Linimasa Adopsi Framework (2017-2025)
- 2017: PyTorch mulai mendapat daya tarik di dunia riset
- 2018: Makalah penelitian menunjukkan dominasi PyTorch
- 2019: TensorFlow 2.0 berusaha mengejar ketertinggalan dengan mode eager
- 2020-2022: PyTorch memperkuat dominasi di bidang riset
- 2023-Sekarang: JAX muncul untuk pelatihan skala besar, PyTorch memperluas kemampuan produksi
Pelajaran untuk Pengembangan Kerangka Kerja Masa Depan
Kisah PyTorch-TensorFlow menawarkan pelajaran berharga bagi para perancang kerangka kerja.
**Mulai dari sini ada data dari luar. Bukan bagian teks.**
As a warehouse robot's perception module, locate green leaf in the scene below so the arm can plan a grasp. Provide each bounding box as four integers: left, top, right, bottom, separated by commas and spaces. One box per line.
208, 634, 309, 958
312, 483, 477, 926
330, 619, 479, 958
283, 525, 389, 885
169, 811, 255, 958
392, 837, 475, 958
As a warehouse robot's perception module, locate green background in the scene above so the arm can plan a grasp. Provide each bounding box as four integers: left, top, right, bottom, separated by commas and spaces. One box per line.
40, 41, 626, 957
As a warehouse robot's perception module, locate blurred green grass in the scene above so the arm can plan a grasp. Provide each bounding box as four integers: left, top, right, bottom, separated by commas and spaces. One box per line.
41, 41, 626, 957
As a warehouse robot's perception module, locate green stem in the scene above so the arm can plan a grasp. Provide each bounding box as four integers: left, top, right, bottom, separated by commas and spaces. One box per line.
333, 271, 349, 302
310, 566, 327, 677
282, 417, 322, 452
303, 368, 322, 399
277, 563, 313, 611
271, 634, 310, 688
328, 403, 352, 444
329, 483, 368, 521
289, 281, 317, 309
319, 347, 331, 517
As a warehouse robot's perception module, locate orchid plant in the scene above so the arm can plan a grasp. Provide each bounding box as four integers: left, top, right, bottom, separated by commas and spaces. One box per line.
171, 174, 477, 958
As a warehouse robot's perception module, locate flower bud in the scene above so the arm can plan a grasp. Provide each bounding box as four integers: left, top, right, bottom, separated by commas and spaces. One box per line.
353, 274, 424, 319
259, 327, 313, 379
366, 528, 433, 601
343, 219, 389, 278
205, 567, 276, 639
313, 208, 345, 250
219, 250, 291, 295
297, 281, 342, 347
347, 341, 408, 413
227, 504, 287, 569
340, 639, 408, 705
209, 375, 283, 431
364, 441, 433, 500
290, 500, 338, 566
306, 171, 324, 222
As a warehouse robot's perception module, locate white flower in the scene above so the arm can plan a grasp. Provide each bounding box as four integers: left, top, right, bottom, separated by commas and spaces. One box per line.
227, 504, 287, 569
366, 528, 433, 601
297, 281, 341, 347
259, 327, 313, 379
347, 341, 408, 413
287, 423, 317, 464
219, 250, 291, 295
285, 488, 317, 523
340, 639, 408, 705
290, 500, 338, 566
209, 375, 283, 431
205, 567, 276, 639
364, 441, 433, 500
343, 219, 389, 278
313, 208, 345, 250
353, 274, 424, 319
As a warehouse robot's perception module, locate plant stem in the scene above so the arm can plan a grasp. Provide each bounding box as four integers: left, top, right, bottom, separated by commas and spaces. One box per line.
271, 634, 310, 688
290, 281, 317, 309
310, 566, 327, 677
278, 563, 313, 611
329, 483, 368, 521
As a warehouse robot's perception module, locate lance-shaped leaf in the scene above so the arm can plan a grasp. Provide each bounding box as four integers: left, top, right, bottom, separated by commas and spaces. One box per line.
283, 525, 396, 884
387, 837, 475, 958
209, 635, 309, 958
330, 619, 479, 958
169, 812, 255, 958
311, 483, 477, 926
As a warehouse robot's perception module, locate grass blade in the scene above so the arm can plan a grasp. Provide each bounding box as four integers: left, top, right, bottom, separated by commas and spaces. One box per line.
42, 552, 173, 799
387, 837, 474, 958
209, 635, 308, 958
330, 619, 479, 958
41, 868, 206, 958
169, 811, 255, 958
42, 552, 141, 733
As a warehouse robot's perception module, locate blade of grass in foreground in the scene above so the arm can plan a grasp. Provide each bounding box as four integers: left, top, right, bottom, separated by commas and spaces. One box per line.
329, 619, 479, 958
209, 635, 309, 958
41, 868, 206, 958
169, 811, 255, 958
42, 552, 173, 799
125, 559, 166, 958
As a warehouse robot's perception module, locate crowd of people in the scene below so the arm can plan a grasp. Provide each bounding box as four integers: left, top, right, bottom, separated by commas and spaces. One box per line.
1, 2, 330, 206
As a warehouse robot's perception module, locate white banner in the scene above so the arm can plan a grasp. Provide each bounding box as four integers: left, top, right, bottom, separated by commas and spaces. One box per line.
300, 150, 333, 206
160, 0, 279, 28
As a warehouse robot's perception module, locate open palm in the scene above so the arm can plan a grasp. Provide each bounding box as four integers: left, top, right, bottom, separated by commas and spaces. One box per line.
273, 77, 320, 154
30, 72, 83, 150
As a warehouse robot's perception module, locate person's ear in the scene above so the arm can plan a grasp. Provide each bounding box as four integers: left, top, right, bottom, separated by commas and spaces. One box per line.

Pengalaman pengembang lebih penting daripada keunggulan teoretis—grafik statis TensorFlow menjanjikan kinerja yang lebih baik tetapi menciptakan terlalu banyak gesekan. Momentum komunitas sangatlah kuat—begitu para peneliti mulai berbagi kode dan tutorial PyTorch, efek jaringan mempercepat adopsi. Dan mungkin yang paling penting, tidak ada keunggulan yang permanen—bahkan dengan sumber daya Google, TPU, dan pemasaran yang sempurna, seperti yang diamati seorang komentator, orang-orang Anda sendiri akan memisahkan diri dan mengambil alih pasar.
Persaingan kerangka kerja berlanjut hingga hari ini, tetapi preferensi komunitas penelitian untuk alat yang intuitif dan asli Python tampaknya telah mapan. Pergeseran yang dimulai pada tahun 2017-2019 telah secara permanen membentuk bagaimana penelitian pembelajaran mesin dilakukan dan bagaimana temuan dibagikan di seluruh komunitas AI global.